Generally, after generics hit the market drug prices fall significantly, with more competitors pushing the price down further. But recently, there’s been some public concern about generic drug prices in instances in which competition is insufficient. Turing Pharmaceuticals’ decision to raise the price of Daraprim by 5,000 percent is probably the most widely known. (The more recent EpiPen debacle underscores the importance of competition, but is more complicated than the Daraprim issue.)

Despite these high-profile cases, the generic market seems to be functioning mostly as intended. An ASPE report looking at Medicaid FFS spending on generic drugs found that nearly 65 percent of drugs from 2013 to 2014 experienced a price decrease. A little over 14 percent of generic drugs experienced price increases of over 20 percent. Why the generic market malfunctions on occasion can vary, but likely has to do with a lack of competition.

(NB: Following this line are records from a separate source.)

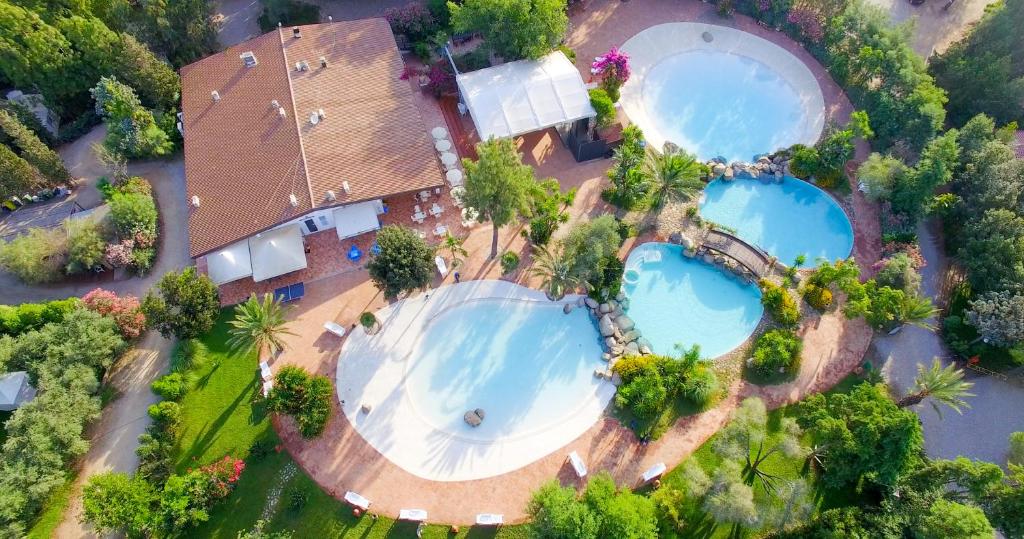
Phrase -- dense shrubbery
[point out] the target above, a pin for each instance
(303, 397)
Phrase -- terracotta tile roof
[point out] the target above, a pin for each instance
(243, 160)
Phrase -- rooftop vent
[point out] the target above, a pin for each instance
(249, 58)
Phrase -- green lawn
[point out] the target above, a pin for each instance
(221, 418)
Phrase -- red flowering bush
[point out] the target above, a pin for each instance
(124, 311)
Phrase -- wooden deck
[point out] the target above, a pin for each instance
(743, 253)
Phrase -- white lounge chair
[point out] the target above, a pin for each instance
(356, 500)
(416, 515)
(489, 519)
(653, 472)
(578, 464)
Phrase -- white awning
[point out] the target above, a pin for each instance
(355, 219)
(525, 95)
(276, 252)
(229, 263)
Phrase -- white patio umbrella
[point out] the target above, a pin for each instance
(448, 158)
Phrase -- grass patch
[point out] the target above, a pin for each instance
(221, 416)
(53, 511)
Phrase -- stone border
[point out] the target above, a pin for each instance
(651, 46)
(373, 370)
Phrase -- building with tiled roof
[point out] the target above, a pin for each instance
(294, 129)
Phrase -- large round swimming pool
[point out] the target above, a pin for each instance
(718, 91)
(526, 364)
(679, 300)
(785, 219)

Drug shortages, for instance – which can happen for a variety of reasons – can allow manufacturers to demand higher prices. Regulatory backlogs matter, too. Up until recently, the FDA had a significant filing backlog for generic drugs. This may no longer be an issue — the filing backlog has cleared. But “filing” is only the first step in getting a generic drug to market. A manufacturer also needs FDA approval, which might still take a while – generics that launched in 2015 took close to four years for approval. The FDA’s recent commitment to a 15-month review cycle for generics is intended to speed that up; whether they succeed is yet to be seen.

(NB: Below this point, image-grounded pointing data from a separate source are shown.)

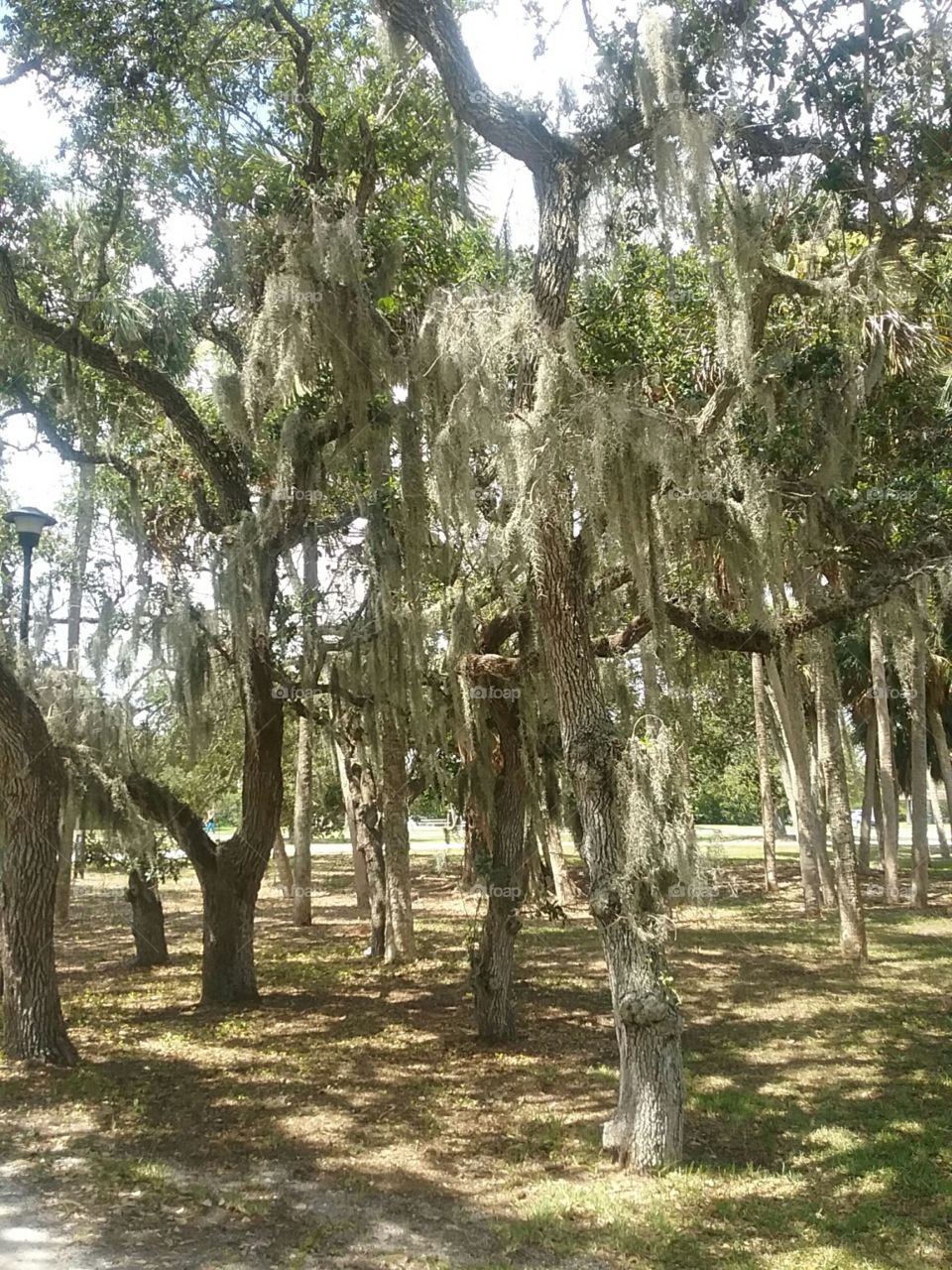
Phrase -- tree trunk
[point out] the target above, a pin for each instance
(919, 896)
(763, 766)
(783, 761)
(85, 518)
(852, 925)
(303, 779)
(504, 884)
(941, 742)
(230, 873)
(878, 812)
(937, 816)
(565, 889)
(148, 920)
(370, 837)
(362, 890)
(303, 822)
(31, 789)
(806, 822)
(286, 874)
(227, 937)
(648, 1127)
(647, 1130)
(869, 793)
(63, 875)
(885, 760)
(399, 928)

The basic point is that action to stem generic price increases might focus on fixing problems in the market rather than explicitly regulating prices. The Daraprim case, for instance, might have had a role for antitrust litigation. More generally, it might be wise to expedite generic approvals for companies with strong track records for drug safety, in this case approving the manufacturer rather than the specific drug. Overall, though, it isn’t clear that the generic drug market is in any real danger of massive price increases with a few notable exceptions.

Moving forward

Thinking about how to reform drug pricing first means accepting two realities: 1) Innovative drugs will be expensive, and that’s OK, to a point. 2) The prices we pay for innovative drugs cannot be unlimited, and must still be tied to value. The ideas above would help move us closer to a system that explicitly pays more for valuable drugs – though they’re far from exhaustive.

Over at Forbes, for instance, Matthew Herper recommends more transparency on drug prices, faster approval of similar drugs that have seen large price hikes, among other ideas. Peter Bach, of Memorial Sloan Kettering, has called for indication-specific pricing of cancer drugs. Elsewhere, Paul Howard (my former colleague at the Manhattan Institute) has argued for allowing Medicaid programs engage in bond offerings to help pay for curative therapies, similar to the “health care loans” idea.

A unifying theme among these ideas is that they don’t treat all high priced drugs equally. They recognize that high prices arise in different subsectors for different reasons. In doing so, they move the conversation beyond the blanket “price controls” vs. “no price controls” talking points.